Now, since you refill your lungs underwater from this pony bottle, you will have to keep in mind that you have to exhale on the ascend, or you are guaranteed a barotrauma. I have been offered a buddy air from scuba divers a few times, while I am freediving. I always refuse, because I am scared how I can forget, mix up with these two completely different disciplines and get into trouble. To toy around with scuba, you are better off getting full on PADI certification and a proper gear.

I know some spearfishers (Bill comes to mind) use spare air or similarly small tank to deal with complicated cases like tangled up gear and such, but not for actual hunting. If you want to stack up a few such pony bottles to get deeper, you will be ascending too often and too quick for any nitrogen tissue load calculator to keep you safe.
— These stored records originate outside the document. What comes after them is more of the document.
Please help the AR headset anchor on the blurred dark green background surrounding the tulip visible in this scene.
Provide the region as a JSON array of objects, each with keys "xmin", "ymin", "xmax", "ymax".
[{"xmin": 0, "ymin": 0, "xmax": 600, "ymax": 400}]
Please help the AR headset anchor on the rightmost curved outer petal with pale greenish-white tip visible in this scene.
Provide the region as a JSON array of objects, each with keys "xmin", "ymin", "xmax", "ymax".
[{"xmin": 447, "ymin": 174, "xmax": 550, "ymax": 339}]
And lastly, considering the price of that korkel-snorkel , you can get certified and buy your regulator and bcd and other bits and pieces and will be still ahead financially.
 
Now for the question, why would you want to use something like this for spearfishing?
So the skorkl -claims- 10 minutes of air. That is, if you fill it from a scuba tank. (No, a home-compressor won't do as that air has water and remains of the compressor's oil and grease in it. Ask any car-painter about how nice air straight from the machine is.)
If you would take air from a scuba tank, then why not dive with the big tank instead? And spearfishing on scuba... Well even though it's legal in the UK (it is, right?), I would advise against it until you made a enough dives that people regard you as a master. Scuba diving itself is complex enough without a gun, and when stuff goes wrong you can't just bolt to the surface.

But, 10 minutes of air! Yes, and after that your dive session is over. You must be very lucky to find a good fish within 10 minutes.
If you would spearfish on breathhold however, you could dive from sunrise to sunset. Even if you can only hold your breath in the water for 30 seconds, your total bottom time would far exceed the bottom time on compressed air.

Most of my own dives are somewhere between 30s and 1 minute, but I make many of them. On a long summer day this can add up to a few hours of bottom time.